Communist Daughter | 12.13.12

prev communist-daughterI may have to restrain myself from rushing the stage and hugging them for making such good music.


Do you ever just want to find a rooftop, climb up onto it, skip around, and shout out to the stars and anyone within earshot, “I FREAKING LOVE THIS BAND; LOVE THEM ALONG WITH ME!”? I do. I literally want to go up to strangers on the street and say, “Hey, by the by, you should really be at Cicero’s on Thursday night because Communist Daughter is going to be there and it’s going to be awesome and maybe the world really will end on the 21st and you would have died never knowing this band and I just can’t live with that.” However, strangers on the street can be mean and judge-y. Luckily, I have this platform, and if you look at me like I’m crazy for gushing about a band like a five-year-old with a bag of candy, well, I can’t see you and my feelings don’t get hurt.

I cannot get enough of them, really. All the other bands in my Spotify account are jealous of Communist Daughter and feel completely neglected. I may have to restrain myself from rushing the stage and hugging them for making such good music. You think I’m being dramatic and kidding? I am so not kidding.

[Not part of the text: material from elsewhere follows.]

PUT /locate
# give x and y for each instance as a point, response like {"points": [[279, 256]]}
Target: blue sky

I can’t recall how I first stumbled on their music. They aren’t exactly under the radar but they aren’t well known, either, at least not outside of the upper Midwest. I imagine a few fans have found them just because their name is taken from the song of the same name by Neutral Milk Hotel. I imagine that recent touring with Jason Isbell is going to help out, as well. I don’t remember how I came to be introduced to them, but luckily I did find out about their 2010 LP Soundtrack to the End. Tracks like “The Lady Is an Arsonist” and “Tumbleweed” just burrowed into my heart and made a snug little home there.

I had no idea they’d released an EP this year until a couple of weeks ago when Darren Snow of KDHX announced they’d be performing in December. On the new EP, Lions & Lambs, they’ve grown even stronger in their storytelling, veering a little more to the literal end of the spectrum and keeping the dreamy harmonies while adding horns, whistles, a touch more distortion, and a simmering intensity that makes you feel as though you are being pulled into the band’s circle. You huddle in to listen closer because they’ve got a little wisdom to share, some life truth to let you in on.

“Ghosts,” while beautiful, is disturbing. If anyone needs to score a scene where people are running from something, might I recommend this track? In the video for the song, the band has depicted themselves bloodied, walking around disoriented after a crash. It also very much puts me in mind of another beloved band, Milo Greene.

The rest of the EP, while by no means depressing and actually somewhat sonically upbeat, also leans toward the pensive, bittersweet, and introspective. This is especially true of “Speed of Sound” from their first album, but I think fits much better among these new songs. It has a catchy refrain and contains my favorite lines: “The life I wanted years ago is maybe not the life I should have found/ I still live for sound but lately all the people seem to talk too loud/ And my feet are on the ground but all the words I say are coming out like clouds.”

“Heart Attack” means business. For me, it’s the strongest composition on the new LP with pounded piano keys, really upfront lyrics delivered in the especially magnetic way that John Solomon and Molly Moore and the rest of the band’s voices meld, and whistling that is fairly sinister and “come hither” all at once.

Dear readers, I really am looking out for your best interests here. Take some time this week to listen to some Communist Daughter, and when you fall deep, like I did, make sure you get your sweet self to Cicero’s. The date was only added a short time ago, so spread the word across the land so more people know. My wish would be for that room to be just crazy-silly-jam-packed and for the band to really feel the love from St. Louis. If nothing else I’ve said convinces you, I leave you with my highest compliment for a band, the accolade that only gets doled out on a rare occasion: I could not love this band more if they were made of chocolates and orgasms. That is all. | Janet Rhoads

Communist Daughter plays Cicero’s in St. Louis on Thursday, December 13, with headliners The Madison Letter and fellow support acts Bowtie Trio and Bluefish. Doors are at 7, tickets are $7, and the show is all ages.